O presidente eleito dos EUA, Donald Trump, postou nas redes sociais no sábado que os EUA deveriam evitar o envolvimento militar na Síria.
Pedersen disse que uma data para negociações em Genebra sobre a implementação da Resolução 2254 da ONU seria anunciada mais tarde. A resolução, adoptada em 2015, apelava a um processo político liderado pela Síria que começaria com a criação de um órgão de governo interino, seguido pela elaboração de uma nova constituição e terminaria com eleições supervisionadas pela ONU.
Mais tarde no sábado, ministros dos Negócios Estrangeiros e diplomatas seniores de oito países importantes – incluindo Arábia Saudita, Rússia, Egipto, Turquia e Irão – reuniram-se com Pedersen à margem da cimeira de Doha para discutir a situação na Síria.
Num comunicado divulgado no final do sábado, os participantes reiteraram o seu apoio a uma solução política para a crise síria “que levaria ao fim da actividade militar e protegeria os civis”. Concordaram também na importância de reforçar os esforços internacionais para aumentar a assistência ao povo sírio.
A marcha dos insurgentes
Abdurrahman, do Observatório Sírio para os Direitos Humanos, disse que os insurgentes estavam nos subúrbios de Maadamiyah, Jaramana e Daraya, em Damasco.

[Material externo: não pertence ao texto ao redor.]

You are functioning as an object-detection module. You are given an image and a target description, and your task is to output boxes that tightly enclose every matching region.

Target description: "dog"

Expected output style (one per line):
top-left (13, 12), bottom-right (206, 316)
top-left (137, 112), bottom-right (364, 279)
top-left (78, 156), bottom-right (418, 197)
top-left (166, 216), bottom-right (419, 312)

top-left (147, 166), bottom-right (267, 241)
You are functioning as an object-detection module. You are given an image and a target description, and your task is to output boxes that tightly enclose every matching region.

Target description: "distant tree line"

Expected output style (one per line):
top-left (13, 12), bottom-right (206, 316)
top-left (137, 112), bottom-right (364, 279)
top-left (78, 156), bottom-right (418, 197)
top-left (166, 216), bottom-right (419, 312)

Os combatentes da oposição também marchavam do leste da Síria em direção ao subúrbio de Harasta, em Damasco, disse ele.
O HTS controla grande parte do noroeste da Síria e instalou um “governo de resgate” em 2017 para gerir os assuntos do dia-a-dia na região. Nos últimos anos, o líder do HTS, Abu Mohammed al-Golani, tem procurado remodelar a imagem do grupo cortando laços com a Al-Qaeda, abandonando funcionários de linha dura e abraçando o pluralismo e a tolerância religiosa.
Queimador frontal24:24Quem são os combatentes que reacendem a guerra civil na Síria?
A ofensiva de choque começou em 27 de novembro. Homens armados capturaram a cidade de Aleppo, no norte, a maior cidade da Síria, e a cidade central de Hama, a quarta maior cidade do país.
Ativistas da oposição disseram no sábado que os insurgentes entraram em Palmyra um dia antes, lar de sítios arqueológicos de valor inestimável que estão nas mãos do governo desde a sua expropriação pelo grupo militante islâmico ISIS em 2017.
No sul, as tropas sírias abandonaram grande parte da província de Quneitra, incluindo a capital Baath City, disseram ativistas.
O Observatório Sírio para os Direitos Humanos disse que as tropas governamentais se retiraram de grandes partes das duas províncias do sul.
O exército sírio disse num comunicado no sábado que se reagrupou e reposicionou em Sweida e Daraa depois dos seus postos de controlo terem sido atacados por “terroristas”. O exército disse que estava a construir um “cinturão de defesa e segurança forte e coerente na região”, aparentemente para defender Damasco a partir do sul.
Desde o início do conflito, em Março de 2011, o governo sírio descreveu os membros armados da oposição como terroristas.